Search code examples
pythonpython-requestsgoogle-cloud-dataflowapache-beam

Python Apache Beam error "InvalidSchema: No connection adapters were found for" when request api url with spaces


Following example from Apache Beam Pipeline to read from REST API runs locally but not on Dataflow pipeline requests data from api with

response = requests.get(url, auth=HTTPDigestAuth(self.USER, self.PASSWORD), headers=headers)

where url string

url = "https://host:port/car('power%203')/speed"

Pipeline fails with error, notice extra \ around 'power%203:

InvalidSchema: No connection adapters were found for '(("https://host:post/car(\'power%203\')/speed",),)' [while running 'fetch API data']

Idea is to develop and test pipelines locally and then run production on gcp dataflow. Request works outside pipeline, but fails inside Python Apache Beam pipeline. Pipeline executed on DirectRunner from WSL2 Ubuntu conda pyhton 3.9 environment or cloud jupyter hub still returns same error.
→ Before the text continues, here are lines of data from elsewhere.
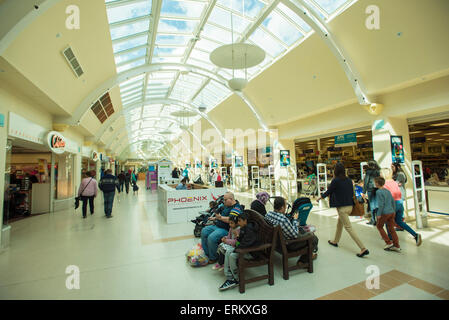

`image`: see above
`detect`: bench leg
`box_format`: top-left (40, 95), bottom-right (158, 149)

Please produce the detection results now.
top-left (268, 260), bottom-right (274, 285)
top-left (282, 255), bottom-right (289, 280)
top-left (239, 265), bottom-right (245, 294)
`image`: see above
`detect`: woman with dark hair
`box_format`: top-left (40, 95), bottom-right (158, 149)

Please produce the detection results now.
top-left (317, 162), bottom-right (369, 258)
top-left (364, 160), bottom-right (381, 225)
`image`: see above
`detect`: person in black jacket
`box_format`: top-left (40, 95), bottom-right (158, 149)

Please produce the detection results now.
top-left (99, 169), bottom-right (120, 218)
top-left (219, 211), bottom-right (262, 291)
top-left (317, 162), bottom-right (369, 258)
top-left (364, 160), bottom-right (381, 225)
top-left (250, 191), bottom-right (269, 216)
top-left (124, 171), bottom-right (131, 194)
top-left (117, 171), bottom-right (126, 192)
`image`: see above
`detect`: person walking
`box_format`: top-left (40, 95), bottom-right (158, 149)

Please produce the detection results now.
top-left (99, 169), bottom-right (120, 218)
top-left (118, 171), bottom-right (126, 193)
top-left (124, 171), bottom-right (131, 194)
top-left (77, 171), bottom-right (98, 219)
top-left (364, 160), bottom-right (381, 225)
top-left (317, 162), bottom-right (369, 258)
top-left (383, 167), bottom-right (422, 246)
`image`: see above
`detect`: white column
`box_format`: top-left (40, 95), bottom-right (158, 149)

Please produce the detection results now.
top-left (372, 116), bottom-right (416, 221)
top-left (0, 108), bottom-right (7, 247)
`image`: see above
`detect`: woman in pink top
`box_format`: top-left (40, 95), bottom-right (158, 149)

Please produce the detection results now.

Please find full pipeline example below:

import logging
import apache_beam as beam
from apache_beam.options.pipeline_options import PipelineOptions, StandardOptions
import requests
import json
from requests.auth import HTTPDigestAuth

class get_api_data(beam.DoFn):
    def __init__(self, url):
        self.url = url,
        self.USER = 'user' 
        self.PASSWORD = 'password'

    def process(self, buffer=[]):        
        logging.info(self.url)
        headers = {
            'Prefer': f'data.maxpagesize=2000',
        }        
        response = requests.get(self.url, auth=HTTPDigestAuth(self.USER, self.PASSWORD), headers=headers)
        buffer = response.json()['value']
        return buffer


class Split(beam.DoFn):
    def process(self, element):
        try:
            etag = element['etag']
            car_id = element['carID']
            power = element['power']
            speed = element['speed']
        except ValueError as e:
            logging.error(e)

        return [{
            'etag': str(etag),
            'car_id': str(car_id),
            'power': int(power),
            'speed': float(speed),
        }]

def run(argv=None):   
    url = "https://host:port/car('power%203')/speed"
    p1 = beam.Pipeline(options=pipeline_options)
    ingest_data = (
        p1
        | 'Start Pipeline' >> beam.Create([None])
        | 'fetch API data' >> beam.ParDo(get_api_data(url)) 
        | 'split records' >> beam.ParDo(Split())
        | 'write to text' >> beam.io.WriteToText("./test_v2.csv")
    )

    result = p1.run()

if __name__ == '__main__':
    logging.getLogger().setLevel(logging.INFO)
    run()

It got me really confused and I would be grateful if someone could share any suggestions or comments on why url string got distorted.


Solution

  • Remove the comma next to url in get_api_data class - it should fix the problem

    class get_api_data(beam.DoFn):
        def __init__(self, url):
            self.url = url
            self.USER = 'user' 
            self.PASSWORD = 'password'